Criatividade e tecnologia
O binômio formado por criatividade e tecnologia está em alta no Ceará. A terra de José de Alencar (1829-1877) é um dos destaques do Índice de Inovação dos Estados (IIE), da Federação das Indústrias cearenses (FIEC), que considera, entre outros critérios, investimento público em ciência e tecnologia, capital humano, inserção de mestres e doutores na indústria e produção científica. Desde 2018, o Ceará galgou cinco posições no ranking do IEE, da 16a para a 11a, e já se encontra, com um índice de 0,223, no vácuo do líder da Região Nordeste, Pernambuco (0,237).
“O interesse pela inovação é crescente no Ceará: entre 2016 e 2020, o total de empresas do Estado que recorreram aos benefícios fiscais previstos pela Lei do Bem para investimentos em novas tecnologias saltou de 13 para 45”, observa Rodrigo Miranda, diretor nacional de operações da consultoria internacional G.A.C, que acaba de inaugurar em Fortaleza o seu quarto escritório no país. “Além de iniciativas públicas, há também vários projetos de parcerias público-privadas que estão colaborando para que o Ceará seja visto como um novo polo de inovação no Brasil.”

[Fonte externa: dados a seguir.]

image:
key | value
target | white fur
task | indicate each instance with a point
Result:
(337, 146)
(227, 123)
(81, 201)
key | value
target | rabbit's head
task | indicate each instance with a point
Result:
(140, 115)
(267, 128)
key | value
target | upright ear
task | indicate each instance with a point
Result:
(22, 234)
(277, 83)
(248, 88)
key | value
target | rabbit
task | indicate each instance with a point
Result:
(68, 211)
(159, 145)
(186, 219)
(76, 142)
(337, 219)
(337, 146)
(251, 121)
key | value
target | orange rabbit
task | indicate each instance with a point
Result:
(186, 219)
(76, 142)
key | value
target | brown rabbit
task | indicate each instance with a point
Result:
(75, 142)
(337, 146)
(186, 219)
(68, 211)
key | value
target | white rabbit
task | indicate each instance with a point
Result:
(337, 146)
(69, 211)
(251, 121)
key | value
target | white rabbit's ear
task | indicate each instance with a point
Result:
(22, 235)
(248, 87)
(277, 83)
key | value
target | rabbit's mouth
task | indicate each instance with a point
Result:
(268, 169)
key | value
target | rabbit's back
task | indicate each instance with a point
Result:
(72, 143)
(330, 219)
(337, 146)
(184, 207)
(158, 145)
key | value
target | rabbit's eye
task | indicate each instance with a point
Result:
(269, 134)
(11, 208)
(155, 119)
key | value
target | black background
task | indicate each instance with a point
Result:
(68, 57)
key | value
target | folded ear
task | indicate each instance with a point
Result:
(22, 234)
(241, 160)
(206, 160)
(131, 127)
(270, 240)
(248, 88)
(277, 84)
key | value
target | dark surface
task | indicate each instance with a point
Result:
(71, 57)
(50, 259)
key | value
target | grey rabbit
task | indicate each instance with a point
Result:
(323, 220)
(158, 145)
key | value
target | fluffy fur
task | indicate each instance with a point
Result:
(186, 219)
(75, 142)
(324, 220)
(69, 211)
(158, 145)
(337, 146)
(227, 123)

Um dos principais agentes desse processo é a Fundação de Ciência Tecnologia e Inovação de Fortaleza, a Citinova, que tem status de secretaria municipal. Em conjunto com órgãos estaduais, caso do Laboratório de Inovação e Dados, o Íris, e outros parceiros, grupo que inclui União Europeia (UE), Bloomberg Philathropiese e iFood, a Citinova acumula um portfólio de 28 projetos, em pouco mais de um ano, nas áreas de habitação, saúde, educação e mobilidade urbana.
“Um exemplo recente foi o desenvolvimento, em parceria com a startup pernambucana Nina, e a instalação no aplicativo do sistema de transporte público de um botão de pânico para combater o assédio sexual contra mulheres nos ônibus”, cita Victor Macêdo, vice-presidente da Citinova. “A iniciativa, que contribuiu para um salto nas denúncias do gênero por passageiras, foi o item melhor avaliado em pesquisa realizada em 2021 com os usuários do transporte municipal.
O sucesso na empreitada estimulou a fundação a se aproximar de outras startups. Há pouco mais de um mês, ela encarregou a baiana Solos de montar e conduzir a estrutura logística de uma parte da frota de 47 triciclos elétricos usados por catadores. “Eles elaboram rotas mais eficientes e mantém contato permanente, por WhatsApp, com os catadores”, diz Macêdo. “A ideia é expandir esse programa piloto para toda Fortaleza e articulá-lo com todos os pontos de entrega de lixo.”